Reputation: 414
I'm trying to cluster time-series data: I have about 16000 time-series vectors, each vector is ~1500 samples long.
I tried using the dtw package:
d = dist(x = time_series, method = "DTW")
hclust(d)
however the distance matrix calculation didn't finish running throughout the whole weekend.
I'm looking for a faster way since my data set will be much larger.
Upvotes: 0
Views: 746
Reputation: 254
Your data is on length 1500. Suppose it is oversampled..
If you downsample it 1 in 2, DTW will be 4 times faster.
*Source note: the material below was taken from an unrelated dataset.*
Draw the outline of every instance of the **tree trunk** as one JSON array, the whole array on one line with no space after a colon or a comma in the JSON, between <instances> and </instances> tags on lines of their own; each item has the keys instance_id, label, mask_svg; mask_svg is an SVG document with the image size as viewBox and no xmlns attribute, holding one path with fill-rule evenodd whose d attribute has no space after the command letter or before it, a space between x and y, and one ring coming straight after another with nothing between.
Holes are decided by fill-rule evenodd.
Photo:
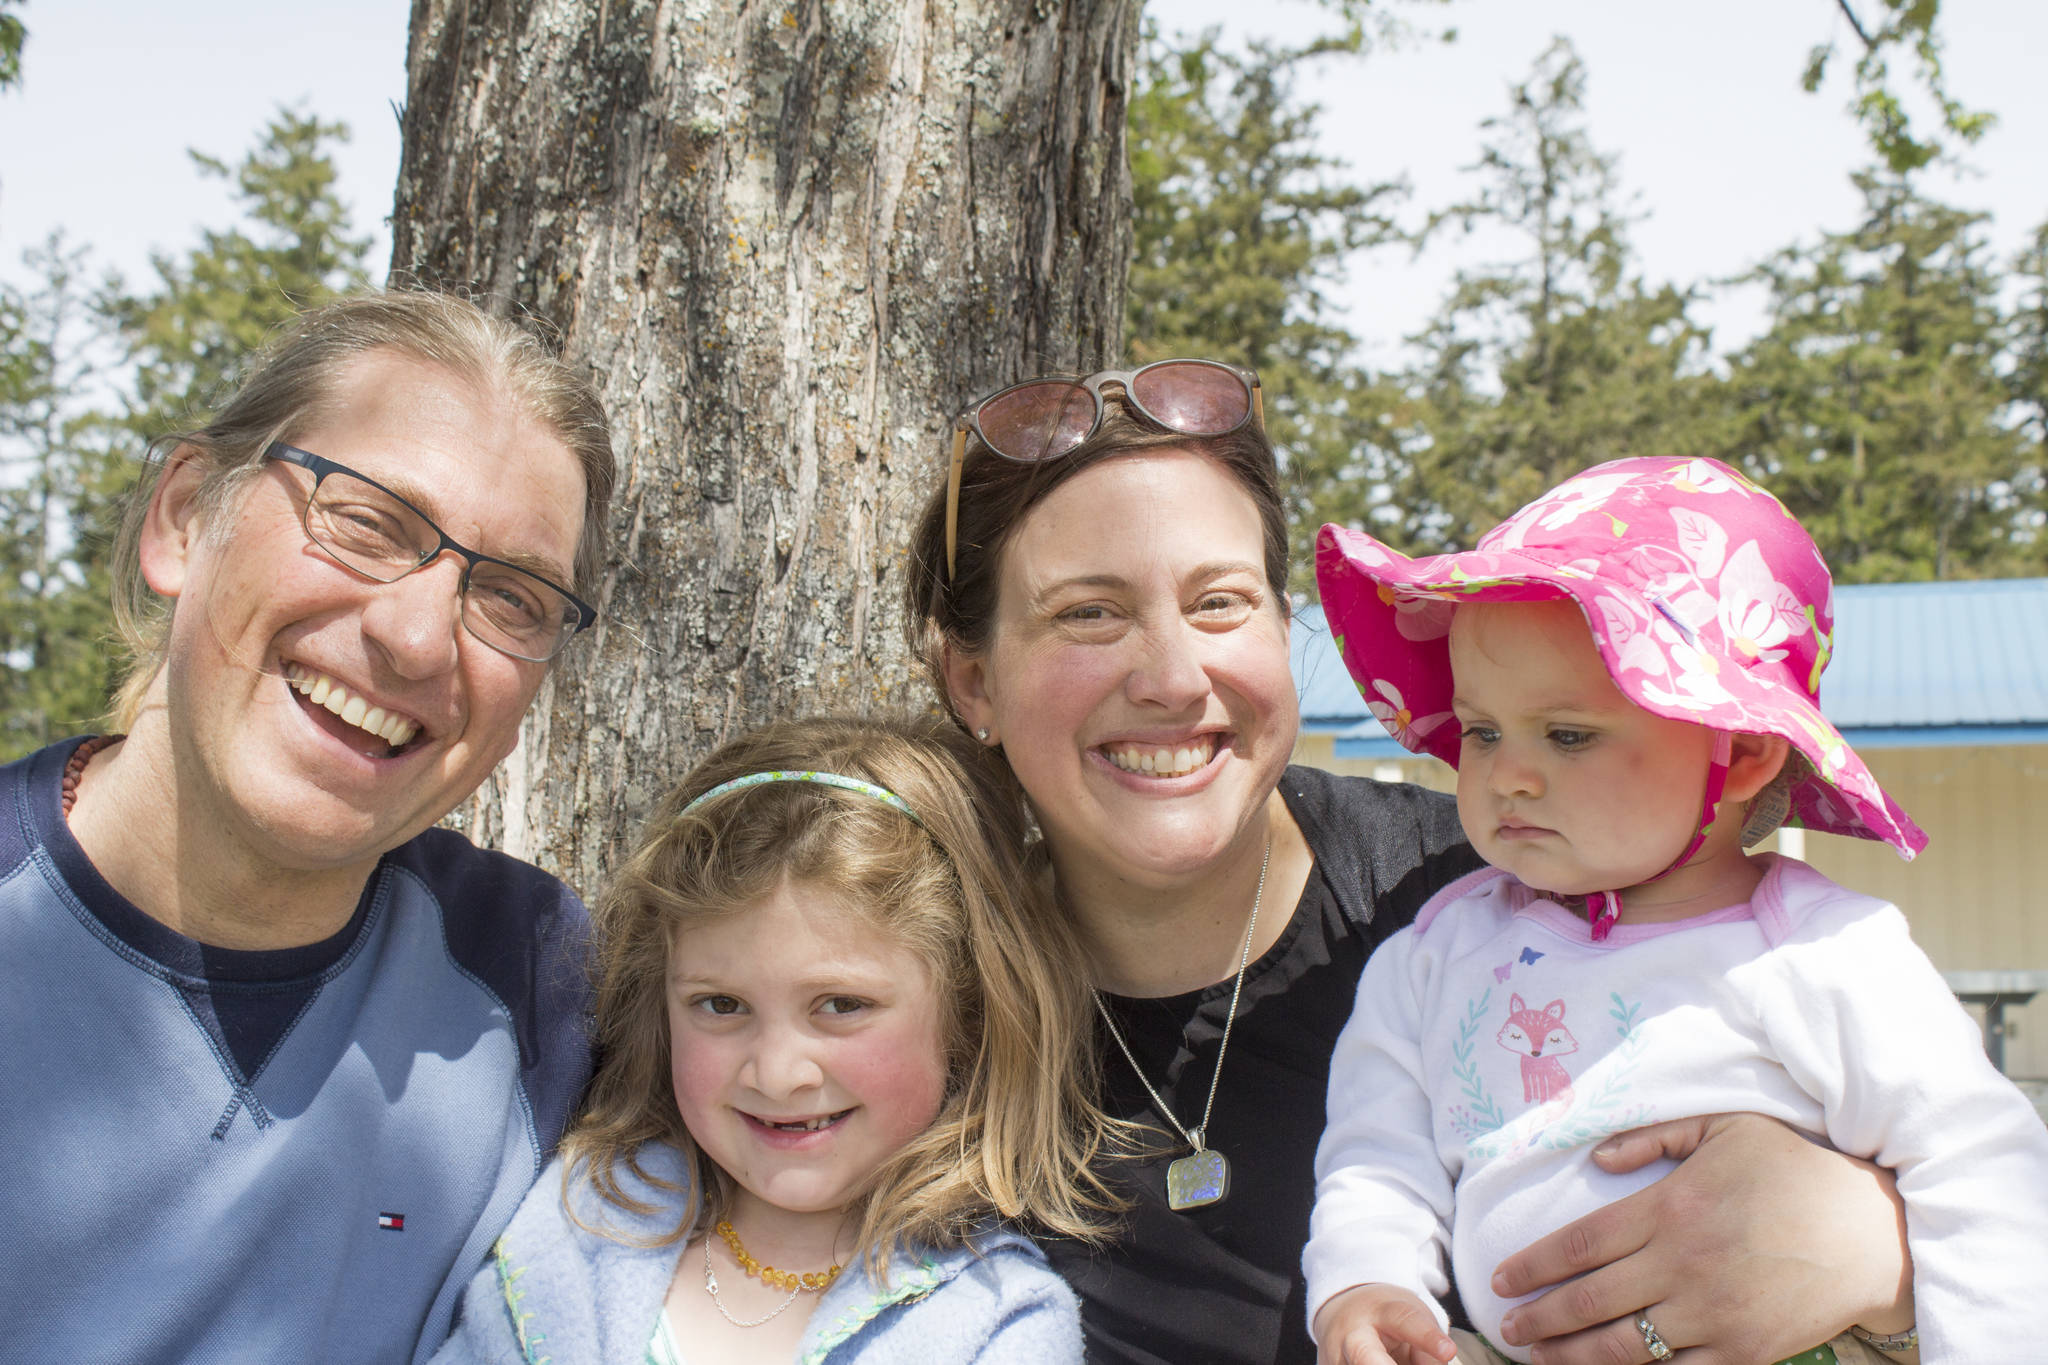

If you downsample it 1 in 4, DTW will be 16 times faster. If you downsample it 1 in 10, DTW will be 100 times faster.
This might be a good starting point.
Are you using cDTW or DTW? The former is significant faster, and can often be more accurate.
A paper in SIGKDD this week has a faster way to cluster DTW by using upper and lower bounds [a].
However, your matrix is of size (16000 * 15999)/2.
So if you have two days: two days / (16000 * 15999)/2 = 337 microseconds
So you need to do each comparison in 337 microseconds, that is not a lot of time. This will be difficult..., but it is doable with effort. If you get stuck, email me (I am the last author of [a])
[a] Nurjahan Begum, Liudmila Ulanova, Jun Wang, Eamonn Keogh (2015). Accelerating Dynamic Time Warping Clustering with a Novel Admissible Pruning Strategy SIGKDD 2015
Upvotes: 3